FreeCAD, Blender, OpenSCAD are some helpful OSS. Even though none of those are
ideal for Woodworking you could learn a lot from just using them.

Some free as in beer (or free trial) software would be:

TinkerCAD, Fusion360, SketchUp, Carveco, and Rhino.

It is pretty normal for Professional users to use a bunch of different
software packages to use the best parts of all them.

------
brudgers
Scrap wood is probably a more straightforward approach. It will give
experience with woodworking instead of 3D modeling. Scrap wood will let you
make better mistakes. Grain and density and dimensional instability will all
come into play. Your hands and body will learn things that sitting before a
computer can’t teach.

To put it another way, picking the right 3D software is probably a woodworking
XY problem. Furniture can and is made without it. Good luck.

------
itronitron
I've used FreeCAD for some basic 3D modeling work.

[https://wiki.freecadweb.org/Feature_list](https://wiki.freecadweb.org/Feature_list)

It's free and fairly easy to use.

------
chrisbennet
I never hear about this one: "DesignSpark Mechanical" Its a great solid
modeler IMO. It exports .STL, 2D Autocad .DXF's and .PDF's.

[https://www.rs-online.com/designspark/mechanical-software](https://www.rs-
online.com/designspark/mechanical-software)

It's FREE.

I've been using it for years. I used to develop solid a modeler but I have't
used many others so I can't really compare and contrast.

------
_jstreet
Matthias Wandel has a website - [https://woodgears.ca/](https://woodgears.ca/)
\- which contains a lot of guides/useful things for woodworking.

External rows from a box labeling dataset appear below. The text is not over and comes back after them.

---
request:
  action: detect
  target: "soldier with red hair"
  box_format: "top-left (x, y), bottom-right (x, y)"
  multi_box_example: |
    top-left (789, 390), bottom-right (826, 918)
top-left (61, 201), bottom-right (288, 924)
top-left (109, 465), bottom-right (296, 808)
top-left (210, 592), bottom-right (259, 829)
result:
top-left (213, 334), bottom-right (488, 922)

I don't
believe he has any 3D modelling tools, but he does have some software to help
with building wooden gears, and other useful things.

Doesn't strictly answer your question, but if you're looking to make "simple
furniture" 3D modelling is not strictly necessary, you can do a lot with a few
simple measurements and 2D-designing.

------
ckolkey
I know it's not oss, but Fusion360 is free for non-professional use.

------
ivan1783
Sketchup or Fusion360 - not OSS but who cares...gets the job done.